From: Environmentally driven immune imprinting protects against allergy
a, Epitope profiling of IgG reactivity against indicated OVA proteins from cOVA-sensitized SPF (C57BL/6J) mice (n = 12). Each row represents one sample matched across OVA proteins. OVA proteins are ordered according to sequence conservation relative to cOVA. b, Experimental scheme for pre-sensitization type I immune polarization. SPF mice were subcutaneously injected with CFA emulsions containing OVA orthologues or without additional antigen on day 0. Three weeks later, mice were subcutaneously injected on the contralateral flank with cOVA adsorbed to alum. cOVA/alum injections were repeated one week later, serum samples were collected after five days, and mice were challenged intraperitoneally with cOVA for measurement of anaphylaxis.0 c,d, Maximal temperature decrease following systemic cOVA challenge (c) and cOVA-reactive serum antibodies of the indicated isotypes (d) (CFA qOVA: n = 9; otherwise, n = 10). e, Maximal temperature decrease as a function of combined cOVA-reactive IgG concentration divided by cOVA-reactive IgE concentration. f, Experimental scheme for post-sensitization type I immune polarization.
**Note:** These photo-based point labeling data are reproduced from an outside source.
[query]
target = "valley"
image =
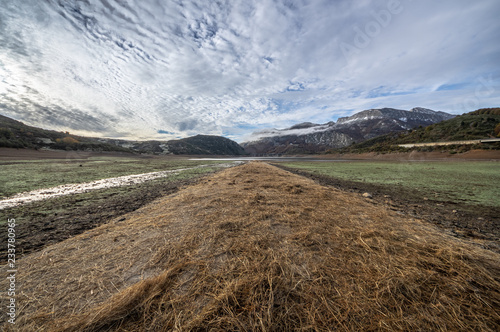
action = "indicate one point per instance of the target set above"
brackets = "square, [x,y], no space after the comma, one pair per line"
[254,244]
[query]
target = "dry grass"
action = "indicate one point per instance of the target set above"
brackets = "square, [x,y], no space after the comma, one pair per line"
[255,248]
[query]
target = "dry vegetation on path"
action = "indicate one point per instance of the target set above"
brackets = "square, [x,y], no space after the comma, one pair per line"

SPF mice were subcutaneously injected with cOVA adsorbed to alum and three weeks later were subcutaneously injected on the contralateral flank with the indicated CFA preparation. Serum samples were collected after 12 days, and mice were challenged intraperitoneally with cOVA after a further two days. g,h, Maximal core temperature decrease following systemic cOVA challenge (g) and cOVA-reactive serum antibodies of the indicated isotypes (h) (CFA cOVA: n = 12; CFA qOVA: n = 15; CFA (no antigen): n = 14). One-way ANOVA with Tukey correction for multiple comparisons (c,d,g,h). Error bars represent s.d. NS, not significant. Data are pooled from two or more repeats of each experiment.